Since Ralph Kimball's "The Data Warehouse Toolkit" was published in 1996, the star schema has been the gold standard for analytical data models. With the rise of modern cloud platforms, however, the snowflake schema — and even more radical shapes — are back on the agenda. What should the decision actually rest on?
Star Schema
A central fact table (e.g. sales_fact) surrounded by denormalised dimension tables (dim_customer, dim_product, dim_date). Each dimension lives in a single table; JOINs are kept to a minimum. The upside: simplicity, performance, and the natural shape BI tools expect.
sales_fact ←→ dim_customer ←→ dim_product ←→ dim_date ←→ dim_store
Snowflake Schema
Dimensions are normalised — dim_product → dim_category → dim_department and similar relationships. Upside: less storage, easier maintenance. Downside: more JOINs, more complex queries, heavier BI semantic modelling.
Modern Cloud Perspective
In the era of columnar storage (Snowflake, BigQuery, Synapse), the size of a denormalised table is no longer as important as it once was. A 1 TB dim_customer can compress down to 50 GB with columnar compression, which seriously weakens the "snowflake saves space" argument.

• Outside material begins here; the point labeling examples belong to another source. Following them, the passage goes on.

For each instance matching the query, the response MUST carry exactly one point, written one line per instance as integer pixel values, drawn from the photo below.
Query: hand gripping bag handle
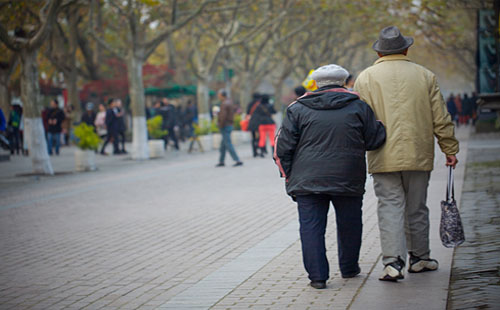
(450, 188)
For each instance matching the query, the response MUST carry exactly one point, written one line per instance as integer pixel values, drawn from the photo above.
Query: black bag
(451, 230)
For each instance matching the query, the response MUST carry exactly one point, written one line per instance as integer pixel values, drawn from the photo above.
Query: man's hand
(451, 160)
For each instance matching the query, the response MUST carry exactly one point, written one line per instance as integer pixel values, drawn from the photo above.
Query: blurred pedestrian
(89, 116)
(55, 118)
(406, 98)
(66, 124)
(458, 104)
(299, 91)
(100, 121)
(253, 123)
(452, 108)
(190, 117)
(3, 122)
(349, 83)
(225, 122)
(14, 134)
(121, 127)
(168, 112)
(267, 127)
(320, 150)
(112, 128)
(467, 108)
(4, 142)
(473, 100)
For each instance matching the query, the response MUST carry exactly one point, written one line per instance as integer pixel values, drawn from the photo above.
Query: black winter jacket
(321, 146)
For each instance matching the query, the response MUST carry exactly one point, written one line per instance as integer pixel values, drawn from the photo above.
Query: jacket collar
(392, 57)
(329, 88)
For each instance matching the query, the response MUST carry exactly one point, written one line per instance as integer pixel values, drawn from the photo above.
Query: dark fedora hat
(391, 41)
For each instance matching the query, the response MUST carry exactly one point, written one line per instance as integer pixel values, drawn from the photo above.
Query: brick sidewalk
(172, 233)
(474, 282)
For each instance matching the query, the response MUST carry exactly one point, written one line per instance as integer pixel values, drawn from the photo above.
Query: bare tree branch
(151, 45)
(7, 40)
(48, 22)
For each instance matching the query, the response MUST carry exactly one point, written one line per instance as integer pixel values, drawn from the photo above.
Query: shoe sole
(423, 266)
(391, 279)
(351, 275)
(318, 287)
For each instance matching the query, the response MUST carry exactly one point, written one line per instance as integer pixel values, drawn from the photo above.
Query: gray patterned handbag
(451, 230)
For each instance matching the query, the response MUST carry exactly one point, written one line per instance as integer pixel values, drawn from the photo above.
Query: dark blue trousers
(313, 212)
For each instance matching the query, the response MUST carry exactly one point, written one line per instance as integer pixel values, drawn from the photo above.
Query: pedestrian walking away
(100, 121)
(112, 129)
(56, 118)
(406, 98)
(253, 125)
(121, 128)
(320, 151)
(168, 112)
(89, 116)
(225, 122)
(267, 128)
(13, 128)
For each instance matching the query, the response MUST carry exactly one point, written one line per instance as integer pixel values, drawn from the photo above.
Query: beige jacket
(406, 98)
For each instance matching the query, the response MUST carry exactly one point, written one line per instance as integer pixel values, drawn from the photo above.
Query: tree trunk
(246, 89)
(71, 79)
(140, 148)
(203, 97)
(33, 126)
(4, 99)
(72, 74)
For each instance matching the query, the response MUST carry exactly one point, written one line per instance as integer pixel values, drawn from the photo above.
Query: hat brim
(409, 42)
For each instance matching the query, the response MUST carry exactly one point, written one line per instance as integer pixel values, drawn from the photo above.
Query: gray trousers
(403, 217)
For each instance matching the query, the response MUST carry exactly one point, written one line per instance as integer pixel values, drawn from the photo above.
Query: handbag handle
(450, 186)
(254, 107)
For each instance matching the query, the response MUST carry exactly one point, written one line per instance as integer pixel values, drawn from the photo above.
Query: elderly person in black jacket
(320, 150)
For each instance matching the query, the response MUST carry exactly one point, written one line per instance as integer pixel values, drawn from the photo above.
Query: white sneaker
(421, 265)
(393, 271)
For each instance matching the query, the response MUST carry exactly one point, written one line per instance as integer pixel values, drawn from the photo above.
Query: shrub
(154, 127)
(86, 137)
(205, 127)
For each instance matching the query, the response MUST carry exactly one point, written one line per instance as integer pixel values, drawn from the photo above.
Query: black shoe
(393, 271)
(351, 274)
(319, 285)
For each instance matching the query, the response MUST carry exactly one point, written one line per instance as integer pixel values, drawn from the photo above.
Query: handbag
(246, 121)
(451, 230)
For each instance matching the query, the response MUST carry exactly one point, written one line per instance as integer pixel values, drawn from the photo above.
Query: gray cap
(330, 75)
(391, 41)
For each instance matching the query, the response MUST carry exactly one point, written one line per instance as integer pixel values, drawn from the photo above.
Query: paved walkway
(177, 233)
(475, 274)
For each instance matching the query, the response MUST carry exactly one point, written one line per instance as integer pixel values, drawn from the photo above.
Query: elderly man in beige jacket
(406, 98)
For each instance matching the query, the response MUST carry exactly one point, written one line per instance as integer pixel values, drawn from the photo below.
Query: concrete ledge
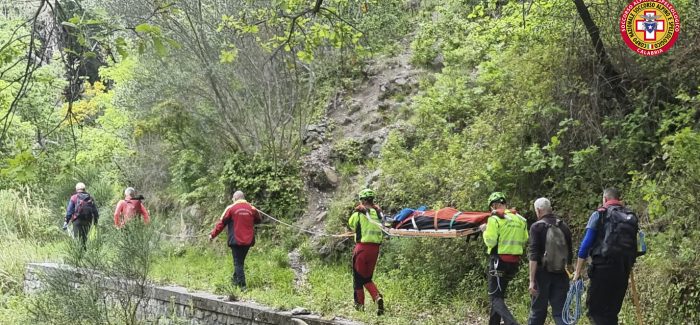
(164, 301)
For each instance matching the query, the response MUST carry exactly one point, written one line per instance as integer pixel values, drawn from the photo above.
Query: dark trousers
(239, 254)
(551, 290)
(81, 230)
(499, 277)
(606, 291)
(364, 260)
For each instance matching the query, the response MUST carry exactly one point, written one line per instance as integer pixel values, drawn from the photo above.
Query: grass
(16, 253)
(328, 292)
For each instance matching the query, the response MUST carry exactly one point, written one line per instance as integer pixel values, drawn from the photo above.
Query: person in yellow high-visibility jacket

On the other hand, platforms like GCP BigQuery and AWS Athena still price JOINs aggressively; on those platforms star schema tends to be the more economical choice.
A Practical Guide
- BI-first DWH (Power BI, Tableau, Qlik): star schema — native integration, consistent performance.
- Data-science + analytics hybrid: star, but with small linked tables for the hierarchies inside dimensions (a light snowflake).
- Highly dynamic product catalogue (retail, e-commerce): a denormalised
dim_productincurs a performance penalty on daily rebuilds; either go incremental or snowflake. - Regulatory reports: snapshot facts plus time-dated SCD Type 2 dimensions (on top of either model).
Fields That Should Be Denormalised
- Date hierarchies (year/quarter/month/day): always denormalised in
dim_date. - Customer demographics: usually flattened into
dim_customer. - Product category paths: if there are four or more levels, snowflake may win.
The One Big Table (OBT) Approach
Modern ML pipelines and some self-service BI scenarios prefer a single wide table to a dimensional model. No JOINs, full context on a single row. The downside is steep maintenance cost; any change ripples through the whole table. Our recommendation: use OBT only for ML feature stores — for general BI, dimensional modelling still wins.